Professor Emerita Meredeth Turshen and Annie Thébaud-Mony, emerita director of research at the National Institute of Health and Medical Research of France, recently explored how COVID-19 has exposed fatal health inequities in an article of the same name published in the Monthly Review, An Independent Socialist Magazine (Nov. 1, 2020).
They began their research by looking at the “Health for All in the Year 2000!” initiative adopted in 1978 by UNICEF and the World Health Organization. The initiative affirmed health as a human right, promised access to health based on socioeconomic development promoted in the New International Economic Order, sanctioned government provision of universally accessible primary health care, and condemned as unacceptable the existing gross inequality in people’s health statuses. Drs. Turshen and Thébaud-Mony and contend that 40 years later much has changed, and not for the better.
They found that the financialization of the U.S. healthcare system, the water supply, and the food supply chain have all contributed to health inequities that resulted in the health care disaster of COVID-19, which could have been avoided. The evolution from privatization, to commercialization, to financialization, results in a system that puts an inflated value on a good or service to the detriment of its end users. Neoliberal economic policies mandated by The World Bank turned government-run and funded public health services to private health care providers. This moves away from the goal of comprehensive, universal, primary health care to a commercialized system.
Under commercialization, there is a focus on fee-for-service schemes, which lower utilization of health care. Financialization is the third phase. Under this system health care is transformed into a salable and tradable asset for global investors. The goal of large hospitals and medical systems is the maximization of profits instead of maximizing the health and welfare of the population. Drug prices are maximized because of profits and therefore, shareholder value increases. Drug innovation is not a priority. Globalized supply chains may provide cheaper medical supplies under normal circumstances, but when the challenges of quick delivery of medical supplies in the face of a large-scale medical emergency such as a pandemic, the system crashes. U.S. pharmaceutical companies opt to maximize profits rather than invest in new drug research.
Financialization has also come to the water and food supply chain. Water is no longer viewed as a public good provided to ensure the health and well-being of citizens. Clean water for frequent hand-washing is needed to combat COVID-19. However, only 40 percent of the world’s population has access to a hand-washing facility with soap and water at home. Water has become a commodity to be bought and sold; instead of taxes to maintain and improve sewage systems, tariffs are charged which fall harder on the poor.
The food supply chain also is not immune to the repercussions of financialization.
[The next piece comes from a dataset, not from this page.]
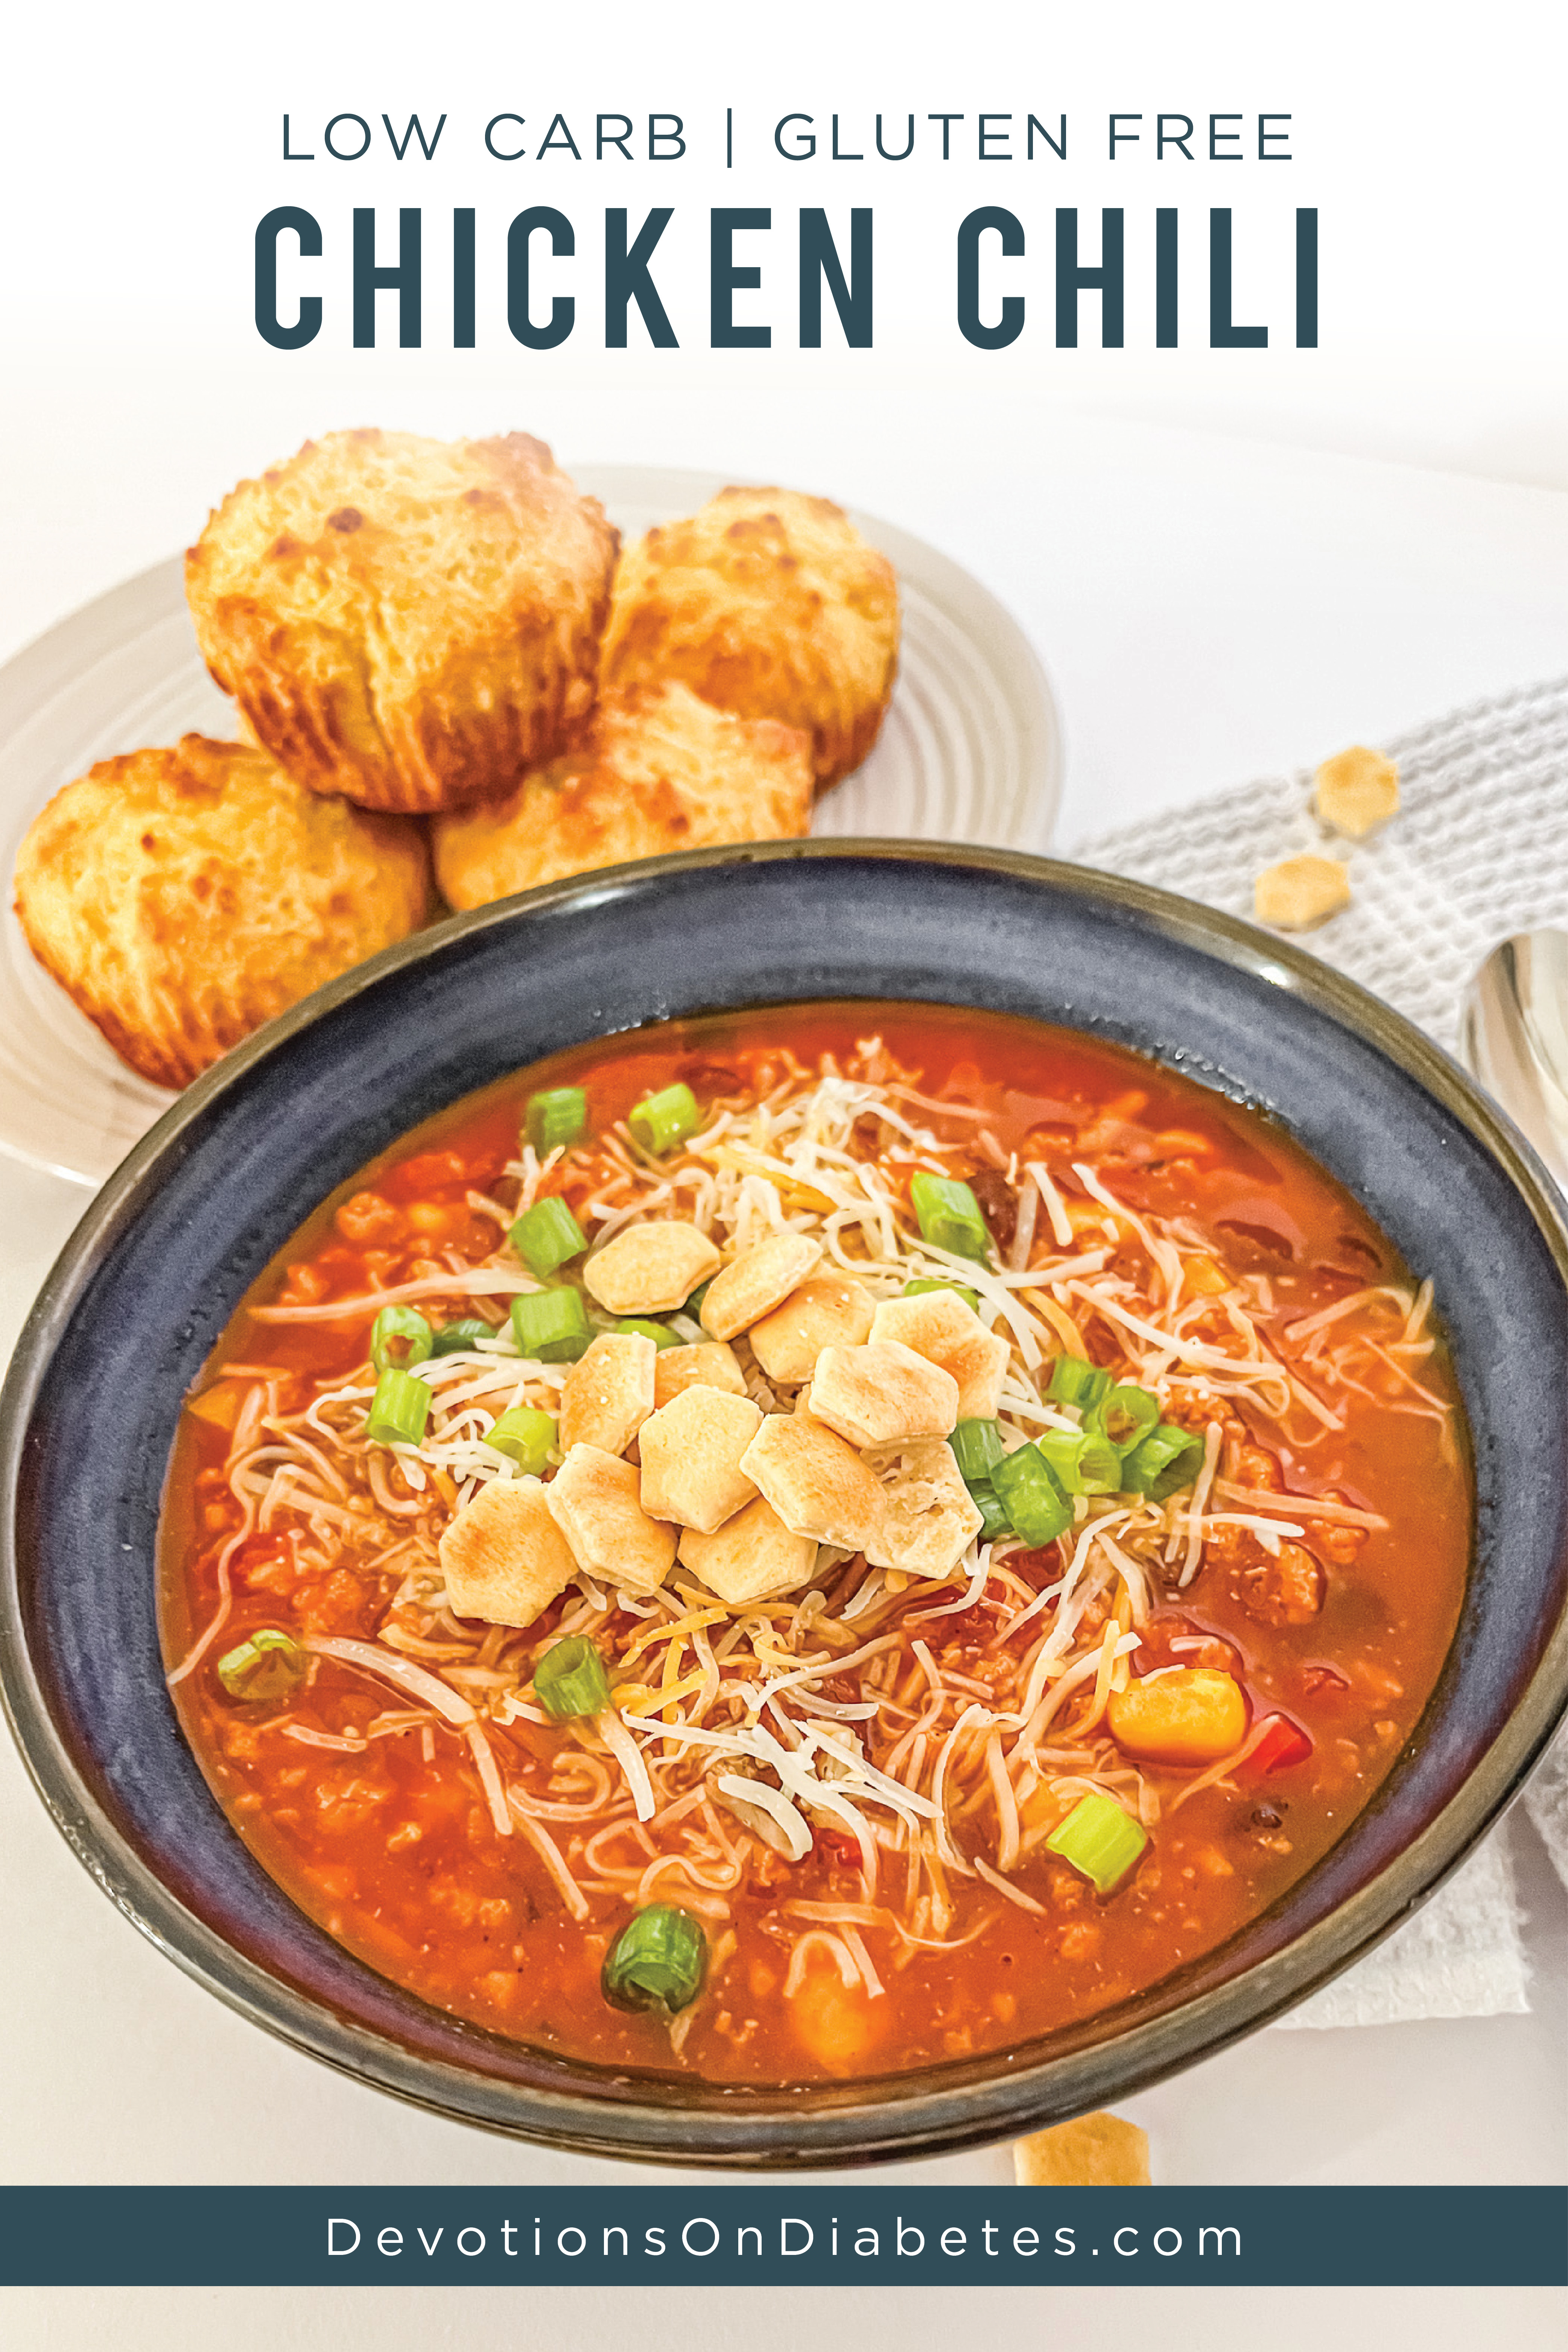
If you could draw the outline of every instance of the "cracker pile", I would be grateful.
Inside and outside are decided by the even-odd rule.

The pandemic has disrupted local production, supply chains, transport, and distribution. Food production is now in the hands of factory farms and distributors. Financial actors are involved in food retailing, food processing, grain trading, price setting, provision of agricultural inputs. Food workers are exploited through low wages, increased workloads, and unpredictable work schedules.
The emphasis on extracting maximum profits from public goods such as health care, water, and the food supply has led to systems that meet the needs of investors as opposed to ordinary people. Ensuring the health, safety, and food supply for everyone is insignificant when investors are seeking to maximize profits.
When the financial interests of conglomerates compete with the health and well-being of the poor and middle class, the financial conglomerates win. The entire system needs restructuring to ensure that the next pandemic will not imperil the life, health, and dignity of all.